Trotz ihrer absurden langen Gliedmaßen sind die Skulpturen harmonisch zu nennen. Sie folgen ihrer eigenen Logik und zwingen den Betrachter einfach mit in diese hinein, so dass er nichts Absonderliches mehr an ihnen findet. Während Maillols Arbeiten Lehmbruck, laut Westheim, zu einer »beruhigenden Klassik« inspirierten, war es Georg Minne, der zu einer Art Offenbarung wurde. Denn dieser hatte in seinen Werken eine Gebärde gefunden, um Unsagbares und seelisch Gleichnishaftes auszudrücken. Reminiszenzen und eine Wesensverwandtschaft sind deutlich im Werk Lehmbrucks nachzuvollziehen.

Selbst Beuys sagte 1986 über Lehmbrucks Skulpturen: »Man kann sie nur erfassen mit einer Intuition, die einem ganz anderen Sinnesorgane ihr intuitives Tor offen machen, und das ist vor allem das Hörende — das Hörende, das Sinnende, das Wollende.«

Wenn man ihnen zuhört, erzählen die 120 Skulpturen, Plastiken, Radierungen und Zeichnungen das ganze Drama des Lehmbruckschen Lebens. Lichte Momente bezeugen einige Mutter-Kind-Darstellungen. So zum Beispiel ein Ganzfigurenakt von 1907, Ausdruck von Innigkeit und tiefer Zuneigung, gleich einem Gnadenbild. Eine junge kauernde Frau hält mit dem linken Arm ein auf ihren Oberschenkeln liegendes Kind. Fragend und ein klein wenig ängstlich schaut der Kleine in das über sich gebeugte Gesicht. Doch er braucht sich nicht zu fürchten, kann sich getrost an die Mutter kuscheln.

Zuletzt der »Gestürzte« (1915), Sinnbild des Scheiterns.

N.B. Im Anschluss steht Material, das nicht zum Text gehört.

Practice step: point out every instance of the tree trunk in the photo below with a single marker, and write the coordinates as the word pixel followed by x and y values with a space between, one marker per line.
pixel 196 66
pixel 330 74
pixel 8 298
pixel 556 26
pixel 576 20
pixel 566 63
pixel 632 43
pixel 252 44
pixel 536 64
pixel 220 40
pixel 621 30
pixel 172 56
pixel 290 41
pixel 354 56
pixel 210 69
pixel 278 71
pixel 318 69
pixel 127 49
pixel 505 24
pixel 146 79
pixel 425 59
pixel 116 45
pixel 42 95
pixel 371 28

Als Hilfssanitäter hatte Lehmbruck die Schrecken des Ersten Weltkriegs erfahren. Als Mahnmal für das im Krieg Erlebte schuf er diese Bronze. Sie verweist jedoch noch auf etwas Anderes: Niedergeworfen vom Konflikt zwischen Leib und Geist, hin und her gerissen zwischen seiner Frau Anita und der verehrten Schauspielerin Elisabeth Bergner, die ihn aber zurückwies, nahm er sich 1919 mit 38 Jahren das Leben.

In einer Art expressionistischem Stationendrama spiegeln die Skulpturen diesen Weg wider und laden den Betrachter zu einer Auseinandersetzung und sinnlichen Erfahrung ein.